Os combates tensos e renhidos já tinham durado mais de três horas —como mostrava o enorme telão do Chase Center de São Francisco— quando a plateia lotada de espectadores, que brandiam bastões infláveis e gritavam entusiasticamente, parece ter sentido que a vitória estava próxima.

Uma equipe sul-coreana de e-sports, a DRX, conduziu seus personagens de videogame à base do adversário, a equipe T1, e despedaçou o Nexus, uma pedra preciosa azul, do adversário, conquistando o título mundial de League of Legends deste ano.

Os torcedores celebraram com urros exultantes, fogos de artifício estouraram, os vencedores trocaram abraços e os derrotados derramaram lágrimas sobre seus teclados.

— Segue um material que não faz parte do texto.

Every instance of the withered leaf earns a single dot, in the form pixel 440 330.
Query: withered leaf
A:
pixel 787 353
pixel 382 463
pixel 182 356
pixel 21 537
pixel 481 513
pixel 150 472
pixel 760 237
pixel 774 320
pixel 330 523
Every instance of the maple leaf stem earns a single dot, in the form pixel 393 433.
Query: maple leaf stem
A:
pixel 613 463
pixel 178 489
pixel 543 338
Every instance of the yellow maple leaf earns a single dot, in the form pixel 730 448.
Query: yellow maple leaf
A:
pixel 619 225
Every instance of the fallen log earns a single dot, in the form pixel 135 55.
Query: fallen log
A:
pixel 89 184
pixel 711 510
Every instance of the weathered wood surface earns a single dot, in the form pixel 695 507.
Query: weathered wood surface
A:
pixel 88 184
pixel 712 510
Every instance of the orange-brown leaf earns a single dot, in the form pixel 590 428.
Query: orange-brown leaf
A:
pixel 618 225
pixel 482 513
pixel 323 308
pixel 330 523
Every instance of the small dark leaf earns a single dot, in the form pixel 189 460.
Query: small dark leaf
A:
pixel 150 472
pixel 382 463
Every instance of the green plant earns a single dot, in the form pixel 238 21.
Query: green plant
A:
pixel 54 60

Executivos da Riot Games, a produtora de League of Legends, presentearam os integrantes da equipe DRX com anéis de diamantes patrocinados pela Mercedes, para celebrar a chegada dos atletas ao topo da pirâmide dos jogos eletrônicos.

Campeonato de e-sports "League of Legends World Championships", na Califórnia, nos EUA - Kelley L Cox - 5.nov.2022/USA TODAY Sports

O evento foi cuidadosamente coreografado, e era o tipo de espetáculo que as produtoras de videogames prometeram aos investidores em esportes tradicionais quando primeiro tentaram atrair seu dinheiro para esse setor esportivo de rápido crescimento, na metade da década de 2010.

"Lembro-me de ver uma equipe saindo, e fãs alucinados, pedindo autógrafos. Pensei comigo mesmo que aquilo era muito parecido com a nossa experiência", disse Zach Leonsis, filho de Ted Leonsis, dono do Washington Wizards, da NBA, e do Washington Capitals, da NHL. Leonsis filho decidiu investir em uma equipe de esportes eletrônicos em 2016.

Mas apesar do crescimento do setor e de seus atrativos para os consumidores jovens, que os proprietários de equipes de esportes tradicionais estão desesperados por conquistar, não surgiram grandes investimentos. O entusiasmo de alguns proprietários de equipes esportivas tradicionais quanto às perspectivas do setor em curto prazo arrefeceu, depois que eles descobriram que os métodos que geram lucro nos esportes tradicionais —como a construção de torcidas em cidades específicas e a obtenção de contratos lucrativos com redes de televisão— nem sempre se aplicam aos e-sports.

A maioria dos que investiram ainda não obteve lucros ou viu retornos sobre seus investimentos, e as produtoras de videogames que administram as maiores ligas competitivas da América do Norte, como a Riot e a Activision Blizzard, estão operando essas ligas com prejuízo ou apenas agora saindo do vermelho.

Embora grandes eventos de esportes eletrônicos lotem arenas como o Chase Center e atraiam dezenas de milhões de espectadores na China, os ingressos custam menos do que nos jogos de esportes tradicionais, e o número de americanos que estão assistindo a e-sports é muito inferior aos 124 milhões de espectadores que assistiram às finais da NBA em 2022 ou à média de 17 milhões de espectadores que os jogos de temporada regular da NFL registraram em 2021, uma diferença que significa menos interesse por parte dos anunciantes.

O crucial é que ligas como a NBA e a NFL faturam bilhões de dólares por ano com seus contratos de transmissão televisiva, enquanto muitos torneios de e-sports são transmitidos gratuitamente em sites como o YouTube e o Twitch. Algumas projeções iniciais de receita superestimaram o valor de venda de direitos de transmissão ao Twitch e ao YouTube, e esses contratos terminaram por ser menos lucrativos e menos frequentes do que o esperado.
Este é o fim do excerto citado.